A chance meeting at the Stansberry Conference in Las Vegas last week got me thinking about the odds of different stock market scenarios.
It was Tuesday evening, the night before the conference began. I was at the registration desk waiting to get into the exhibit hall to set up the TradeStops table. There was one other couple at the desk going through the registration process and we started talking.
Stan and Mary introduced themselves to me. They live in the Pacific Northwest and have been TradeStops members for a while. We got to talking and during the course of our conversation, I found out that they’re from the same area of the country that I’m from… Kansas!
It turns out that Mary and I attended the same high school – Shawnee Mission East – in Prairie Village, Kansas. And Stan and I both went to the University of Kansas! Rock Chalk!! What are the odds that we’d end up meeting on a Tuesday night in Las Vegas?
I don’t know what those odds are. But I do know that TradeStops can help you understand the odds of succeeding in the markets.
This table shows the results of over 7400 trades going back 20 years using the SSI system. There were almost 53% winners. The average winner gained 84% while the average loser lost only 16%. That works out to an average gain per trade of almost 37%.

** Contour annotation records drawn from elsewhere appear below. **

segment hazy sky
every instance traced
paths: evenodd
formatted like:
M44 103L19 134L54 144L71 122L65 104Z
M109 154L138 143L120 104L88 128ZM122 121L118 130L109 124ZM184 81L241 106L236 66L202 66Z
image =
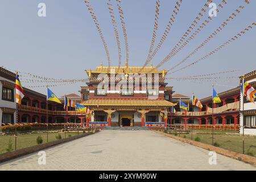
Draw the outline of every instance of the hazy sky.
M115 37L111 24L107 0L92 0L91 5L104 34L112 60L118 66L118 55ZM156 44L163 34L172 13L176 1L160 0L159 29ZM214 0L218 5L222 1ZM221 33L179 68L204 56L228 40L253 22L256 22L256 1L250 1L241 13L229 23ZM125 60L125 42L115 1L112 0L118 22L122 46L122 65ZM203 0L183 1L179 14L163 44L153 59L157 65L170 52L190 26L206 3ZM240 5L243 0L227 0L224 6L191 43L160 69L168 69L187 57L207 39ZM38 16L39 3L46 5L46 17ZM122 0L130 49L129 65L142 66L147 58L154 27L155 0ZM207 14L208 11L207 9ZM204 21L207 16L202 19ZM100 35L85 3L82 0L1 0L0 1L0 66L36 75L56 78L86 78L85 69L95 69L108 60ZM200 23L199 23L200 24ZM193 32L192 32L193 33ZM255 69L256 28L217 53L189 68L169 77L212 73L232 69L235 73L224 77L237 76ZM222 75L218 75L221 76ZM170 80L177 93L191 96L192 91L198 97L211 94L212 82L196 83L189 81ZM218 92L238 86L238 79L220 80L216 86ZM23 83L23 86L28 85ZM42 85L42 84L38 84ZM51 88L58 96L78 93L79 83ZM46 93L44 88L32 89Z

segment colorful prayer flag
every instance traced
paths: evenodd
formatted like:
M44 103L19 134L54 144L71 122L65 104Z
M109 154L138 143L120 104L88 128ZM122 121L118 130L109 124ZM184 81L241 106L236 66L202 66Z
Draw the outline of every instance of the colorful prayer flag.
M188 109L188 106L187 105L185 105L185 103L184 103L183 102L180 101L180 108L183 109L187 111Z
M77 103L75 103L76 105L76 110L79 112L84 112L84 113L86 113L86 107L85 107L84 105L80 105Z
M212 89L213 90L213 93L212 93L212 98L214 104L217 104L217 103L221 103L221 100L218 97L218 94L217 93L217 92L215 90L214 88Z
M201 101L196 98L194 95L193 95L192 97L192 101L193 101L193 105L197 106L200 109L203 108L203 105L202 103L201 103Z
M60 100L48 88L47 88L47 100L61 104Z
M245 81L244 79L243 79L243 83L241 89L243 96L246 97L247 101L251 102L254 102L254 98L256 98L256 90L253 86L248 84L247 82Z
M21 104L22 100L24 96L24 90L22 88L20 81L19 81L19 76L16 76L16 103Z

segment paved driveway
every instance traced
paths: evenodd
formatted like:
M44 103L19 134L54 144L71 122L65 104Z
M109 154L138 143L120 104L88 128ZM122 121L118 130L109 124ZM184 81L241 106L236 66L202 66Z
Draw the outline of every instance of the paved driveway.
M151 131L104 130L46 150L46 165L32 154L0 164L0 170L255 170L253 166Z

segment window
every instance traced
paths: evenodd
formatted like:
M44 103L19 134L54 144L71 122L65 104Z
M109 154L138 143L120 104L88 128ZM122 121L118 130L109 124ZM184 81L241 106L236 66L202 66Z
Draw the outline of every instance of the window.
M167 101L170 100L170 96L169 95L164 95L164 99Z
M3 113L2 116L2 122L3 123L14 123L14 114L10 113Z
M122 90L121 94L122 96L133 96L133 90L131 89Z
M147 90L148 96L158 96L158 90L157 89L148 89Z
M106 90L105 89L97 89L96 90L97 96L106 96Z
M158 122L158 117L157 115L147 115L147 120L146 122Z
M89 95L84 94L82 100L84 101L88 100L89 100Z
M256 126L256 115L249 115L245 117L245 126L255 127Z
M95 122L106 122L106 115L96 115L96 120Z
M2 100L14 102L14 89L3 86Z

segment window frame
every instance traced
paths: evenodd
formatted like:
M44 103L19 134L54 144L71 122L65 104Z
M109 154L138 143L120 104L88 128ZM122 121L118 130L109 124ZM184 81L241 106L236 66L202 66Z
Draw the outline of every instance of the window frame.
M105 94L98 94L98 90L104 90ZM96 89L94 90L95 92L95 96L106 96L107 95L107 90L106 89Z
M4 119L5 115L11 115L11 122L6 122ZM14 114L9 113L3 113L2 114L2 123L14 123Z
M6 93L4 94L4 90L5 89L6 90ZM8 90L11 90L11 98L10 99L8 98ZM6 96L6 98L5 98L5 96ZM14 89L3 86L2 88L2 100L9 102L14 102Z
M124 94L123 91L128 92L128 94ZM129 91L131 91L130 93L129 93ZM133 96L134 94L134 93L133 92L133 89L121 89L121 95L122 96Z
M156 94L150 94L148 91L156 91ZM148 96L158 96L159 95L159 89L147 89L147 95Z

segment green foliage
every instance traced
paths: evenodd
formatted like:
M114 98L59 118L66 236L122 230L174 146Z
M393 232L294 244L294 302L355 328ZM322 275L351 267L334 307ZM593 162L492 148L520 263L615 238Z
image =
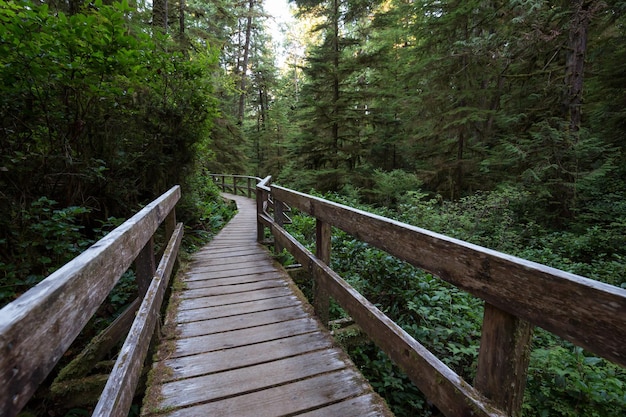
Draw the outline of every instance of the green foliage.
M582 348L534 349L524 416L619 416L626 410L626 371Z
M211 157L216 53L173 48L131 12L0 5L2 303L84 250L106 219L177 183L192 194ZM182 207L179 218L203 217Z
M33 201L19 213L19 235L12 236L11 257L0 261L0 306L37 284L59 266L84 251L92 240L86 238L81 221L89 210L83 207L57 209L47 197ZM17 233L13 229L13 233ZM0 241L6 246L7 240Z
M354 196L324 197L407 223L468 240L526 259L626 287L620 229L602 226L582 233L551 231L528 220L532 195L503 186L457 202L430 198L422 191L400 196L397 211L360 206ZM310 248L315 221L293 216L290 232ZM474 379L483 303L442 280L383 251L333 230L331 267L385 314L466 381ZM331 317L345 313L331 305ZM396 415L437 413L389 359L371 344L350 354ZM605 416L626 411L626 373L537 329L524 403L527 416Z

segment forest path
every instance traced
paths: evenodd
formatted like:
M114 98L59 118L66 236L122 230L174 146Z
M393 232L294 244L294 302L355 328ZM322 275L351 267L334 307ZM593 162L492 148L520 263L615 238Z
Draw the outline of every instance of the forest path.
M392 415L257 243L254 200L225 197L238 213L172 294L142 415Z

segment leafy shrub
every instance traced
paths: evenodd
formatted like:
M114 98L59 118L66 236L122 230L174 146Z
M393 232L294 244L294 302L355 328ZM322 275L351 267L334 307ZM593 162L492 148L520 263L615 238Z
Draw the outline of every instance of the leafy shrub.
M336 194L325 197L355 205L348 201L352 198ZM401 198L396 212L359 208L626 286L622 249L614 245L621 238L619 229L591 227L578 234L545 230L524 216L530 198L511 187L477 193L458 202L413 191ZM293 219L291 232L314 247L315 220L305 216ZM465 380L473 380L483 314L481 300L337 230L332 236L331 267ZM337 306L332 308L333 318L345 314ZM351 347L350 354L396 415L436 413L379 349L363 344ZM523 412L531 417L626 415L624 384L626 372L622 368L537 329Z

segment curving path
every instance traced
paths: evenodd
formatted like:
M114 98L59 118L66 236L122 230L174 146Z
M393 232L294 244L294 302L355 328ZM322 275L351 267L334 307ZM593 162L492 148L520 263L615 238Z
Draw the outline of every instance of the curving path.
M390 416L256 242L254 200L193 255L174 291L144 416Z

But what about the other side? A lot of people are afraid of a huge bear market similar to 2000-2002 and 2007-2009. How can we improve our odds of knowing when that is going to happen?
The red line below represents when 60% of S&P Select Sector ETF stocks are not stopped out. Anything below the line is when more than 40% of the stocks have been stopped out. Anything above the line is when less than 40% of the stocks are stopped out. The larger the percentage of stocks stopped out, the worse the market has done.